そうやって、相手を一つの属性だけで判断していないか。

偏見を持って接していないか。

これは誰にとっても大切な問いだと思います。

対等な相手として見るとは、どういうことなのか。

対等な相手として扱うとは、どういうことなのか。

そこを意識して人とコミュニケーションを取ることは、一人ひとりにできる小さな一歩だと思います。

尊厳コストを減らすことは、社会をよくすること

女性経営者が払っている見えないコスト。

尊厳を守るために払わされているコスト。

それは、表には出にくいけれど、確実に存在しています。

私はこれを「尊厳コスト」と呼びたいと思います。

この言葉が正しいかはわかりません。

でも、名前をつけることで、見えるようになるものがあります。

見えるようになると、共有できます。

共有できると、少しずつ変えていけます。

これは、ただの文句ではありません。

誰かを責めるためだけの話でもありません。

自分の違和感をなかったことにしないための言葉です。

私自身、まだその場で言える人間ではありません。

スルーしてしまうことも多いです。

あとから「あのとき言えばよかった」と思うことばかりです。

でも、こうして落ち着いた空間であれば、言葉にすることができます。

まずはここから始めたいです。

女性経営者が、余計なコストを払わずに、事業そのものに集中できる社会。

女性だから、若いから、母親だから、妻だから、という余計な物語を背負わされずに、一人の仕事相手として扱われる社会。
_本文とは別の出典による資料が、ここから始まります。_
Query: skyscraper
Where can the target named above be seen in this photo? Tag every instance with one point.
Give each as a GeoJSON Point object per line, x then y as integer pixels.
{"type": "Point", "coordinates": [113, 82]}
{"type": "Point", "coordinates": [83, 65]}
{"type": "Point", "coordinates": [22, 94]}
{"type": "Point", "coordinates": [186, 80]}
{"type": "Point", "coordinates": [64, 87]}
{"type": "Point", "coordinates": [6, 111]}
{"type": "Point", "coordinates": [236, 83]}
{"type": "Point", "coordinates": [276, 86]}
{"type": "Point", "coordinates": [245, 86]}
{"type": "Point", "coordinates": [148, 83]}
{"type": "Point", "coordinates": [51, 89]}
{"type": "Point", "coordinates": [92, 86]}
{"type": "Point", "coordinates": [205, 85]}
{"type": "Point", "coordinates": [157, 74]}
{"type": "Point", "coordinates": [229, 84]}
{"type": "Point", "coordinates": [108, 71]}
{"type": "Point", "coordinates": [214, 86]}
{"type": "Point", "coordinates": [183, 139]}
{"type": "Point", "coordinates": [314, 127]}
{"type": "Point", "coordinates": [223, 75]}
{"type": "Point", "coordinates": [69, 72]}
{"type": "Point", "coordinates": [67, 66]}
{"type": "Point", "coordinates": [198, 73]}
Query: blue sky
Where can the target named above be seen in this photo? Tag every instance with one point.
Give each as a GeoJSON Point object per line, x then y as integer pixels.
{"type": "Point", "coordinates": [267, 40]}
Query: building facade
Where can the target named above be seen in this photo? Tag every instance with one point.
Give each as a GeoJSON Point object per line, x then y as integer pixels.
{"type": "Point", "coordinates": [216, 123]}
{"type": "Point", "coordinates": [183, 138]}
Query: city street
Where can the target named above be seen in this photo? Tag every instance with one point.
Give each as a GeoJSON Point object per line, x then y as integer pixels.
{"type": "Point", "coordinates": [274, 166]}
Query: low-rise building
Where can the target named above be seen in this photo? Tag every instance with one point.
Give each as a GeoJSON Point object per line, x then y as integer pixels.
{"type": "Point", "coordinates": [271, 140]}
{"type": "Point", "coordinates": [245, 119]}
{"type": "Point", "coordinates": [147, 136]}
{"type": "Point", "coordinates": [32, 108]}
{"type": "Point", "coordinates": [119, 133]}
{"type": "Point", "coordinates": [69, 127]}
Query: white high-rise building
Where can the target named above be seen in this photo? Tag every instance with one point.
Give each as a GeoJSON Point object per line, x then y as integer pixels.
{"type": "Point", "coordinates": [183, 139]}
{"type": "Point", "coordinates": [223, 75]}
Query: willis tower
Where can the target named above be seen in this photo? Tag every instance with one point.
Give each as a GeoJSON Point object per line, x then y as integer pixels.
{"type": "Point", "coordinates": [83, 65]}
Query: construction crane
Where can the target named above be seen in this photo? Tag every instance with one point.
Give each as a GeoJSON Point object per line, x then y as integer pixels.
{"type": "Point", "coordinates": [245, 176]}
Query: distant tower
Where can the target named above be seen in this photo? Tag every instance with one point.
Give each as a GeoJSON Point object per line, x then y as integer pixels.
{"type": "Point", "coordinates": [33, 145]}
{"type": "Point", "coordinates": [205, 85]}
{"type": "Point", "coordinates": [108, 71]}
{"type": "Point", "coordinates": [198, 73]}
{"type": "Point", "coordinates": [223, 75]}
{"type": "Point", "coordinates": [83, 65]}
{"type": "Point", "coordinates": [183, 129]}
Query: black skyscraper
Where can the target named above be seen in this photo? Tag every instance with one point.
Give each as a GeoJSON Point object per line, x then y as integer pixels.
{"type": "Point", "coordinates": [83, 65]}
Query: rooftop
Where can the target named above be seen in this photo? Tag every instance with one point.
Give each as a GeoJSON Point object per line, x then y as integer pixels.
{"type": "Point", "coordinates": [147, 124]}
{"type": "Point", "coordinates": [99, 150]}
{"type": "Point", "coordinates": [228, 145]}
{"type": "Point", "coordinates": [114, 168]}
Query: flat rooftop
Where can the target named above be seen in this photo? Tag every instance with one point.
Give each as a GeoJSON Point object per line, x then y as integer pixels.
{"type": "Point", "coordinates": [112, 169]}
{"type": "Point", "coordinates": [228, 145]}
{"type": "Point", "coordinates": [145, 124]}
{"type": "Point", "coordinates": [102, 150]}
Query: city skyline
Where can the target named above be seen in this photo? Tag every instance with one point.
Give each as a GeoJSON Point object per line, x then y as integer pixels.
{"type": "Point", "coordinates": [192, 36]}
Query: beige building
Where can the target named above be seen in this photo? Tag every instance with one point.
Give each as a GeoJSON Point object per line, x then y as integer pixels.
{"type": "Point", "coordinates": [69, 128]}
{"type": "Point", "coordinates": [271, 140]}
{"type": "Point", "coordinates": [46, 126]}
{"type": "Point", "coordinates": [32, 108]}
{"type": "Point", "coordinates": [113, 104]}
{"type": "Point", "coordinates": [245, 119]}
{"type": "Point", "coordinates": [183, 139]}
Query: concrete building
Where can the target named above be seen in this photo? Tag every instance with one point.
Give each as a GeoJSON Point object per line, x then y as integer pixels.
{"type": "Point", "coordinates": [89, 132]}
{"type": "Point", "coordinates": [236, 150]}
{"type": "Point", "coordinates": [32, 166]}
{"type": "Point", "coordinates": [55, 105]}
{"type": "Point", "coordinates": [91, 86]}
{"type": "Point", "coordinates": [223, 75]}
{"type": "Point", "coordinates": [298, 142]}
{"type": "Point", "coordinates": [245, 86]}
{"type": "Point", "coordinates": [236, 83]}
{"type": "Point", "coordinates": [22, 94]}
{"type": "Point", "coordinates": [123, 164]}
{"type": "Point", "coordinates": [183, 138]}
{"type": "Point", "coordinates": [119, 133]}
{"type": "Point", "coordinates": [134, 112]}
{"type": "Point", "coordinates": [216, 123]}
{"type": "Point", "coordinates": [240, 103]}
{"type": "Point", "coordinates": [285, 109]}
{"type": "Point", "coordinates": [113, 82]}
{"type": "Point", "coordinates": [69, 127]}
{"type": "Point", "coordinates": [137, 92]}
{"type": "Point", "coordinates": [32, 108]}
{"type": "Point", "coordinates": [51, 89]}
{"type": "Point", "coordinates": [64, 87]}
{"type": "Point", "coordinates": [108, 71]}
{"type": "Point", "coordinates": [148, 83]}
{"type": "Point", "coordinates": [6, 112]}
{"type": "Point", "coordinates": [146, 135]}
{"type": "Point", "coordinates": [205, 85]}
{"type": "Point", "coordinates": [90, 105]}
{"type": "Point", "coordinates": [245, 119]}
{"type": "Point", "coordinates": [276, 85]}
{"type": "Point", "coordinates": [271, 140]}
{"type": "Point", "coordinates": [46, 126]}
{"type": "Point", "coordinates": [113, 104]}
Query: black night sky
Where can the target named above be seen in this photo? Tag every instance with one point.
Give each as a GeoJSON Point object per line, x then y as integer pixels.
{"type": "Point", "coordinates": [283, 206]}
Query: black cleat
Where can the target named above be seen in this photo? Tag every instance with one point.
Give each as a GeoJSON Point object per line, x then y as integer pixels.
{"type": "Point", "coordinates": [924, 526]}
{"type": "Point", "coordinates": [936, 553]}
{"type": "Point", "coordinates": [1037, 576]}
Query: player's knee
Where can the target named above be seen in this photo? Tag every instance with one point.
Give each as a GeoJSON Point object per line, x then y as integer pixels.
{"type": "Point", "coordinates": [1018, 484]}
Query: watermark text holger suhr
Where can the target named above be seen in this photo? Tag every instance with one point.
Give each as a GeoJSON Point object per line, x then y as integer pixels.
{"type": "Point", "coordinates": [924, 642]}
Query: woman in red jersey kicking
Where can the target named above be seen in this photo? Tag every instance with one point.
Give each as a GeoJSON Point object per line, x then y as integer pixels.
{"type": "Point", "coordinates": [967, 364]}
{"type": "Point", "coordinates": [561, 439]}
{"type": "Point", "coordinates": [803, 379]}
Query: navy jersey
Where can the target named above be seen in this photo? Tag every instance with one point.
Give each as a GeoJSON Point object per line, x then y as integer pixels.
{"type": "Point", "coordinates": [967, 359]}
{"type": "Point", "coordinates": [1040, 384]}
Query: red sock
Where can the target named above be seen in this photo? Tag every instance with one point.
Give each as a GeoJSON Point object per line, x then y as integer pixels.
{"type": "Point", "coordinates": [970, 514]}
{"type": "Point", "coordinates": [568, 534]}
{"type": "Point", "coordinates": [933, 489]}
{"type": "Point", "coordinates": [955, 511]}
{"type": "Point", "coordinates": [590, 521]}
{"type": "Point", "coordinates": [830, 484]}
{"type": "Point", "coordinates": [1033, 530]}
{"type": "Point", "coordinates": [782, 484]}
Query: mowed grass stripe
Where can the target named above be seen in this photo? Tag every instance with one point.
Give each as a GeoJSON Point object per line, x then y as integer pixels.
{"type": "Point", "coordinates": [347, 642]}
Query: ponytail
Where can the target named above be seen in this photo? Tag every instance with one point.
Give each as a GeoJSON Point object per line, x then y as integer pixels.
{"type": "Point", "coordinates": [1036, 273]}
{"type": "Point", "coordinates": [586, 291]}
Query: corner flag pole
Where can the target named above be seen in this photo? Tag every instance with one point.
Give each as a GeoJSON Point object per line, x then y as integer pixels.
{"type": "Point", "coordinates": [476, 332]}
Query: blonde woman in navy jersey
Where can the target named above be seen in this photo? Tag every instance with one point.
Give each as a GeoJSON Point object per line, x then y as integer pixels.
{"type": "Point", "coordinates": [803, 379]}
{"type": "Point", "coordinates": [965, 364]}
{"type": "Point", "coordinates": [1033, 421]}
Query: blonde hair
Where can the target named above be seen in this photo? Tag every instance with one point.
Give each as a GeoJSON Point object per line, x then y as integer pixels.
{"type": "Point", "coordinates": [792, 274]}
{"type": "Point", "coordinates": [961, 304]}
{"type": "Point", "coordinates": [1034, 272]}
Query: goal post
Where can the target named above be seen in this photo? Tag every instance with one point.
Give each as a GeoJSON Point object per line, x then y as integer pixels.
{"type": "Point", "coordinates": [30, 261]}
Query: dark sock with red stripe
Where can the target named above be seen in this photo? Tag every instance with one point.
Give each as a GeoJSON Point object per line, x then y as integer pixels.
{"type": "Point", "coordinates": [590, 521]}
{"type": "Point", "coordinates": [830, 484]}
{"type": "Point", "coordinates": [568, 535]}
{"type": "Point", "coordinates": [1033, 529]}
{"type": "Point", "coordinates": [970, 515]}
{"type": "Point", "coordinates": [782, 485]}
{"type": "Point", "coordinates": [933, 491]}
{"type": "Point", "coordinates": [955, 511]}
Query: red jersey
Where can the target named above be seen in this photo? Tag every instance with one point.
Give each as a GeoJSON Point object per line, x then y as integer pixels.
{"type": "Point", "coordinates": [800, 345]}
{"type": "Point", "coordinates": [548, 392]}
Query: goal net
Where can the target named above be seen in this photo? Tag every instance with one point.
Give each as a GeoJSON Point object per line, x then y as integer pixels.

それをつくるために、私たちはまず、自分の違和感に気づくこと。

そして、誰かを対等に扱うこと。

この二つから始められるのだと思います。

もし同じような経験がある方がいたら、ぜひ教えてください。

「私もこういうことがあった」

「この言葉に救われた」

「こういうふうに切り返している」

そんな経験が集まることも、きっと次の誰かのお守りになると思います。